Monday, July 7, 2008

Funk, friends, and fireworks










Later Fourth of July - after I went to Locust Grove and Vincent and Alex played Laser tag - I took the two of them to a party at the Original Highlands home of Vincent's prom date, Jessi, and her family (where the three of us had watched the Derby triumph and tragedy) - where they were to go on to watch the fireworks or watch them from the house. Vincent and Alex ended up spending more time there because of what happened next. Eventually, Stephanie and I joined our friend Sarah at the Waterfront Park (where Vincent and I had watched K.C. and the Sunshine Band and then the fireworks three years ago) (and Stephanie and I had twice watched the fireworks from the roof of my parking garage slightly down river). Nearly 100,000 people were there to brave the rain and see three as many as three bands and the fireworks.

It was quite a scene - a very racially and class integrated crowd (Sarah quipped that she was unlikely to run into very many people from her predominantly older Anglo and Asian American congregation there). But when I think of the featured band: the band in the past alternatively known as Parliament and Funkadelic and leader George Clinton, I think of 1970s funk and an old George Clinton - and I think over long, somewhat sloppy jam sessions. When Clinton and Parliament/Funkadelic finally got started, it poured soon and then the jams began. Interlaced were three songs I recognized (as well as other songs): "Atomic Dog," the classic "Tear the Roof Off the Sucker "We Want the Funk)," and "Flashlight." When I took summer P.E. at Buchholz High School a month before we moved from Gainesville to Tallahassee, at the time of the bicentennial, on heavy rotation at the four-square court was a bizarre-looking black music album with UFOs and aliens on the cover (what turned out to be a Parliament album). "Tear the Roof Off the Sucker (We Want the Funk)" was the lead song.

Sarah was impressed that handful of people the concert were clearly long-standing Parliament/Funkadelic fans, including "We Want the Funk" T-shirts. Many Parliament fans were African-American, but - standing in front of us for a while - were four lower-middle-class white young men, with rural roots, who sported some hip hop style and smoked marijuana in front of us - while they danced and swayed energetically to music they seemed to recognize. Sarah even made a game of imagining how she could incorporate different song lyrics into a sermon. When Clinton's granddaughter started a particularly lewd rap, this got even more difficult.
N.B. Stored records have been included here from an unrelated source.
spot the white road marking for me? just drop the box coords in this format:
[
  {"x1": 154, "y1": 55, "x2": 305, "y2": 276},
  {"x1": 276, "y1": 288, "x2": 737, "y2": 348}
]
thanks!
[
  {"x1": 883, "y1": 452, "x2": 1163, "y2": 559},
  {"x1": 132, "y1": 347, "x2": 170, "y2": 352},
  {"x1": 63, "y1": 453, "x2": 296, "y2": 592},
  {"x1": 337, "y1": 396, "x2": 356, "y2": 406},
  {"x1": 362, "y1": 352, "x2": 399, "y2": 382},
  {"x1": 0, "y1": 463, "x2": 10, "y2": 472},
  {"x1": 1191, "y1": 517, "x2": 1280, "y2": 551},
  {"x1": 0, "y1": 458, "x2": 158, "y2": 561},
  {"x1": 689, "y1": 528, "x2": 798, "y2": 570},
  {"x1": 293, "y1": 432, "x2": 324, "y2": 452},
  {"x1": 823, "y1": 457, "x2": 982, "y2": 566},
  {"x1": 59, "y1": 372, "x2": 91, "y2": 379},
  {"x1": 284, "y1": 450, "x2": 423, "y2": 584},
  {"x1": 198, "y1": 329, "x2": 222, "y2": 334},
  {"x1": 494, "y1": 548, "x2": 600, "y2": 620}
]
The scene got more and more surreal through the rain when the fireworks across the river in Clarksville, Jeffersonville, and Utica (IN) ended (Stephanie and I reminisced about seeing fireworks from five different times on the way home from the beach in Florida some eight years ago - from St. George Island, Eastpoint, and Carrabelle) and Clinton and the band kept playing - past 11 p.m. The second the band finished its regular set, the organizers started the fireworks. The following sequence was bizarre - the organizers played patriotic music, then Parliament took over the sound sytem to start an encore, then the organizers took back over the music (but Clinton and Parliament kept playing - with no microphones turned on). Then the organizers even more bizarrely turned off all of the floodlights in Waterfront Park - just before the final few minutes of fireworks- where they probably spend half the money (rendering this flurry of fireworks less impressive, with all of the lights on). These fireworks are never as good as the Kentucky Derby Festival Thunder Over Louisville. But I wasn't sure if the rain and the bizarre late start and weird light and sound of the fireworks had ruined the interesting scene, solid concert, and fireworks.

Back in the Highlands, things weren't going great at the party/neighborhood. We ended a late night eventually at home.